0

52 2 15
                                    

   31 Aralık 3055

   "Mars, Lia ve Lorin beni dinliyor musunuz siz!" Edebiyat öğretmenimizin bize bağırmasıyla gözlerimi devirdim. Aslında ona vereceğim cevabı biliyordum ama beni sınırların dışına falan göndermelerini istemezdim. Gerçi sınırların dışında ne olduğunu da biliyordum ama neyse.

   "Hocam yılın son günü neden okula geliyoruz ki?" Mars'ın bu sorusu üzerine başımı onaylarcasına salladım. Onu desteklemek amacıyla "Hadi okula geldik neden ders işliyoruz?" dediğimde öğretmenin yüzü öfkeden kıpkırmızı olmuştu.

   Burnundan soluyarak "Bir de okulun en iyi üçlüsüsünüz!" diye bağırdıktan sonra eliyle boğazını tuttu. Benim bile boğazım acımıştı, öyle bir bağırmıştı ki deli. Nasıl böyle elit bir yere almışlardı ki onu hem? Diğer bölgelere gitmesi falan gerekirdi.

   İşaret parmağıyla kapıyı işaret ettiğinde Lorin'e döndüm ama omzunu silkip en önden dışarı çıkan oydu.

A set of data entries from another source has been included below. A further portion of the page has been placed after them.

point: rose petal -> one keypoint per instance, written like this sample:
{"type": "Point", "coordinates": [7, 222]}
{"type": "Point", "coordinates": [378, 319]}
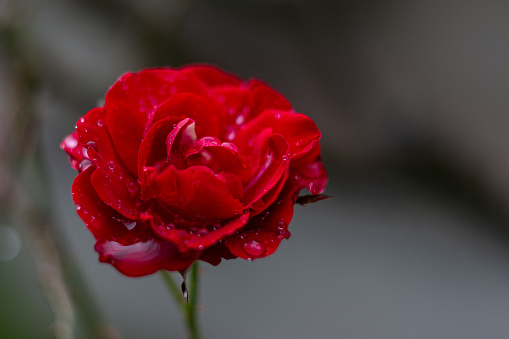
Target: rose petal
{"type": "Point", "coordinates": [153, 147]}
{"type": "Point", "coordinates": [137, 95]}
{"type": "Point", "coordinates": [208, 117]}
{"type": "Point", "coordinates": [144, 256]}
{"type": "Point", "coordinates": [116, 186]}
{"type": "Point", "coordinates": [212, 76]}
{"type": "Point", "coordinates": [126, 244]}
{"type": "Point", "coordinates": [199, 239]}
{"type": "Point", "coordinates": [211, 153]}
{"type": "Point", "coordinates": [297, 129]}
{"type": "Point", "coordinates": [309, 170]}
{"type": "Point", "coordinates": [271, 166]}
{"type": "Point", "coordinates": [78, 156]}
{"type": "Point", "coordinates": [195, 193]}
{"type": "Point", "coordinates": [213, 255]}
{"type": "Point", "coordinates": [264, 232]}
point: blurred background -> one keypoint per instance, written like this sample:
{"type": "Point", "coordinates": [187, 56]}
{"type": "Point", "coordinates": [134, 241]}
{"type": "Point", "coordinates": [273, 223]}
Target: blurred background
{"type": "Point", "coordinates": [412, 100]}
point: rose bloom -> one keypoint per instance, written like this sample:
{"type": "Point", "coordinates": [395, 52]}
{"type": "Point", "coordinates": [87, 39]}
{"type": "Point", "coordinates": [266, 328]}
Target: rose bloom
{"type": "Point", "coordinates": [190, 164]}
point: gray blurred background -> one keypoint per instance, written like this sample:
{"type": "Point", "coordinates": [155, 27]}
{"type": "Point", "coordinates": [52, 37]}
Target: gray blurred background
{"type": "Point", "coordinates": [412, 100]}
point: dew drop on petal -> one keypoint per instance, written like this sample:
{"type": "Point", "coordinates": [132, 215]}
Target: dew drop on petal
{"type": "Point", "coordinates": [131, 187]}
{"type": "Point", "coordinates": [84, 164]}
{"type": "Point", "coordinates": [240, 119]}
{"type": "Point", "coordinates": [129, 224]}
{"type": "Point", "coordinates": [69, 142]}
{"type": "Point", "coordinates": [254, 248]}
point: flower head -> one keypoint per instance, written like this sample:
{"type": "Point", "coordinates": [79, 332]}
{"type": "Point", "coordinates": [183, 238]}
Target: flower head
{"type": "Point", "coordinates": [190, 164]}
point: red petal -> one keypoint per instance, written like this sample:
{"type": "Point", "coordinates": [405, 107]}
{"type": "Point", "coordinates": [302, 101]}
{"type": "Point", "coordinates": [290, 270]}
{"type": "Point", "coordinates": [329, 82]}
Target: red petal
{"type": "Point", "coordinates": [309, 170]}
{"type": "Point", "coordinates": [126, 244]}
{"type": "Point", "coordinates": [262, 235]}
{"type": "Point", "coordinates": [213, 255]}
{"type": "Point", "coordinates": [131, 103]}
{"type": "Point", "coordinates": [78, 155]}
{"type": "Point", "coordinates": [244, 103]}
{"type": "Point", "coordinates": [116, 186]}
{"type": "Point", "coordinates": [262, 98]}
{"type": "Point", "coordinates": [272, 164]}
{"type": "Point", "coordinates": [195, 193]}
{"type": "Point", "coordinates": [211, 76]}
{"type": "Point", "coordinates": [144, 257]}
{"type": "Point", "coordinates": [212, 153]}
{"type": "Point", "coordinates": [209, 118]}
{"type": "Point", "coordinates": [298, 130]}
{"type": "Point", "coordinates": [153, 146]}
{"type": "Point", "coordinates": [200, 239]}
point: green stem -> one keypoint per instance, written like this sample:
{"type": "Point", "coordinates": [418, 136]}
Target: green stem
{"type": "Point", "coordinates": [188, 309]}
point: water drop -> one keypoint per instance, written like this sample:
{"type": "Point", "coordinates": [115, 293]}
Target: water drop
{"type": "Point", "coordinates": [84, 164]}
{"type": "Point", "coordinates": [69, 142]}
{"type": "Point", "coordinates": [131, 187]}
{"type": "Point", "coordinates": [254, 248]}
{"type": "Point", "coordinates": [281, 225]}
{"type": "Point", "coordinates": [240, 119]}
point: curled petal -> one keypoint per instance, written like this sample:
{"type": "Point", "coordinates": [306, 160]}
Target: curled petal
{"type": "Point", "coordinates": [213, 255]}
{"type": "Point", "coordinates": [264, 232]}
{"type": "Point", "coordinates": [211, 76]}
{"type": "Point", "coordinates": [144, 257]}
{"type": "Point", "coordinates": [137, 95]}
{"type": "Point", "coordinates": [127, 244]}
{"type": "Point", "coordinates": [272, 164]}
{"type": "Point", "coordinates": [115, 185]}
{"type": "Point", "coordinates": [297, 129]}
{"type": "Point", "coordinates": [195, 193]}
{"type": "Point", "coordinates": [309, 170]}
{"type": "Point", "coordinates": [212, 153]}
{"type": "Point", "coordinates": [208, 117]}
{"type": "Point", "coordinates": [200, 239]}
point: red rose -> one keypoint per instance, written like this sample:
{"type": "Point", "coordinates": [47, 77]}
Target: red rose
{"type": "Point", "coordinates": [190, 163]}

Ben ve Mars da peşinden ilerledik ve kapıyı kapattık.

    "Yine ceza alacağız farkında mısınız?" Lorin derin bir iç çekip duvara yaslandığında Mars'a baktım.

   "Hepsi Mars yüzünden." Bunu dediğimde Mars duyduklarına inanamıyormuş gibi dalgalı saçlarının arasından zar zor gördüğüm gözlerini bana dikti. Yanına yaklaşıp saçlarını arkaya attım ve gülümsedim. "Bir gün kör olacaksın şunlar yüzünden." deyip saçlarını karıştırdığımda benden uzaklaşıp düzeltmeye çalıştı, sanki çok düzgünmüş gibi.

   "Hangi hayvanı kaçırmamız gerektiğine karar veremedim ne yapayım!" Ellerini beline koyup bana sırtını döndüğünde güldüm. Hayvanlara anlam veremediğim bir ilgisi vardı. Tıpkı benim çiçeklere verdiğim ilgi gibiydi ama yolda bulduğu bütün her şeyi alıyordu Mars. 

   Lorin dışarı çıkmamızı teklif ettiğinde reddetmedim ve peşinden ilerledim. Kapıya geldiğimizde birinin bize seslenmesiyle dikkatimiz oraya toplandı.

   "Bu defa neden kovuldunuz dâhiler?" Sesin sahibi aynı zamanda da Suyun sahibi olan Vita yanımıza geldiğinde gülümsedim. 

   "Mars hangi hayvanı alma-" Cümlemi tamamlayamadan Mars kafama vurduğunda acıyla kafamı tuttum. Elinde telefon olduğunu görünce canımın neden o kadar acıdığını fark ettim. Telefonla vurmuştu bir de.

   Vita gözlerini devirdikten sonra elimize bir kağıt tutuşturdu. "Yılbaşı gecesi için parti düzenliyorlarmış. Siz zekiler evde test çözersiniz tabii ama." Evet, testimiz de Locus.

   "Teşekkürler ama gelemeyiz, akşam işimiz var." Lorin nazik bir şekilde reddettiğinde Vita kağıdı geri çekti ve anladığını belirtip yanımızdan ayrıldı. Çok mu net bir şekilde reddetmiştik acaba? Eh neyse, bu kızla zaten aram satranç turnuvasından beri iyi değildi. Sırf onu yendim diye bir gün boyunca bana zorla satranç oynatmıştı. Sonunda uykusuzluktan bayıldığımda Mars ve Lorin kurtarmıştı beni. Gerçi diğer iki element sahibi olan Luca ve Felix kurtarmıştı denilebilir. Zar zor kurtulmuştum ve o günden beri Vita ile mesafemi koruyordum.

   Keşke ben de element sahibi olsaydım derdim ama aslında bir güce sahip olmak daha güzelmiş. En azından bir güce sahip olan bir arkadaşa sahip olmak, güçten kastım da Zaman. His hiçbir işe yaramıyordu her şeyi bildikten sonra. Zaten okulun üçlüsü olma sebebimiz de Mars'tı. Locus'u çağırıyor ve testlerden önceki gün öngörüyü kullanıyordu. 

   Aslında Toprak da burada olsa çok daha iyi olurdu her şey ama ne yazık ki başka bir bölgedeydi ve onun hakkında pek bilgiye sahip değildik. Adı Casia'ydı, gördüğümde tanırdım, başka bir şey yoktu.